Investigators will use machine learning approaches to generate the best-fitting model of overall survival. Using the general and personalized life expectancy estimates, they also will estimate the over-diagnosis and over-treatment of prostate cancer in VA.

Implications: These efforts have the potential to deliver higher-quality prostate cancer care by treating patients most likely to benefit, while avoiding futile treatment and minimizing treatment-related side effects.
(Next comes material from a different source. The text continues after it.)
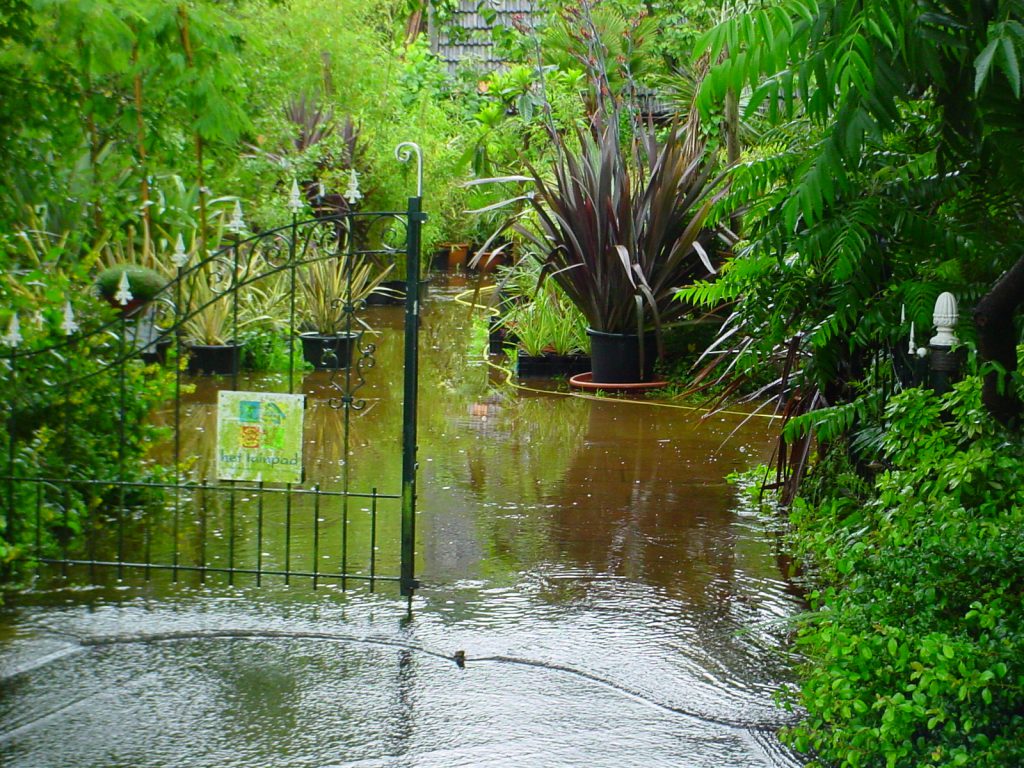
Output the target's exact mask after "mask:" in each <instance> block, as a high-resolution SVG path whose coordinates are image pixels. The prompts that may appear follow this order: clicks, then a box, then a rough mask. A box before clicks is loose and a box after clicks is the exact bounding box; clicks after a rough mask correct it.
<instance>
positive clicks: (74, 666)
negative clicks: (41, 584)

Integrating Tobacco, Drinking, and Depression into Stroke Tool

Veterans who have experienced a stroke are at risk for smoking, problem drinking, and depression; these behaviors/disorders are likely to decrease self-management and increase the risk of recurrent stroke. The Self-management TO Prevent (STOP) Stroke Tool is a reminder in VA’s computerized patient record system (CPRS) that prompts clinicians on clinical practice guidelines (CPGs) for secondary stroke prevention. In addition, STOP facilitates patient/provider shared decision-making and collaborative goal-setting around stroke risk factor management and patient self-management actions. The purpose of this pilot study – funded by HSR&D QUERI – was to integrate and test state-of-the art, evidence-based smoking, problem drinking, and depression modules for stroke patients as part of the STOP Stroke Tool.

In phase one of the study, investigators observed and obtained feedback from VA providers and Veterans on barriers and facilitators to using the new modules while interacting with the STOP Stroke Tool during a simulated clinic visit. After modifying the modules based on this feedback, phase two consisted of implementing the new modules by assessing 60-day reductions in smoking, problem drinking, and depression. Of the 42 participants at baseline, 26 responded to the 60-day follow up. The majority of participating Veterans served during the Vietnam Era (69%). Findings show:

  • On average, the number of cigarettes smoked at baseline was 15, which went down to 12 at follow-up. The proportion of study participants who reported that quitting smoking is very/extremely important went up from 78% at baseline to 84% at follow-up. The proportion of study participants who reported that they are very/extremely confident to stay quit smoking went up from 22% at baseline to 32% at follow-up.
  • The Alcohol Use Disorder Identification Test (AUDIT-C) was used to evaluate alcohol use/misuse. At baseline, the proportion of problem drinkers, defined as having an AUDIT-C score of 4 or more for males and 3 or more for females, was 29%, which was significantly reduced to 0% at follow up with all Veterans having an AUDIT-C score of less than 4.
  • The Patient Health Questionnaire (PHQ-9) was used to evaluate depression at baseline and follow up. The proportion of study participants with major depression, defined as having a PHQ-9 score of 10 or more, at baseline was 21% and at follow up was 31%.

Implications: It is feasible to integrate evidence-based interventions for smoking, problem drinking, and depression within the STOP Stroke Tool. While there were modest improvements in smoking and problem drinking in this small sample, more research is needed to determine the effectiveness of the intervention on patient outcomes.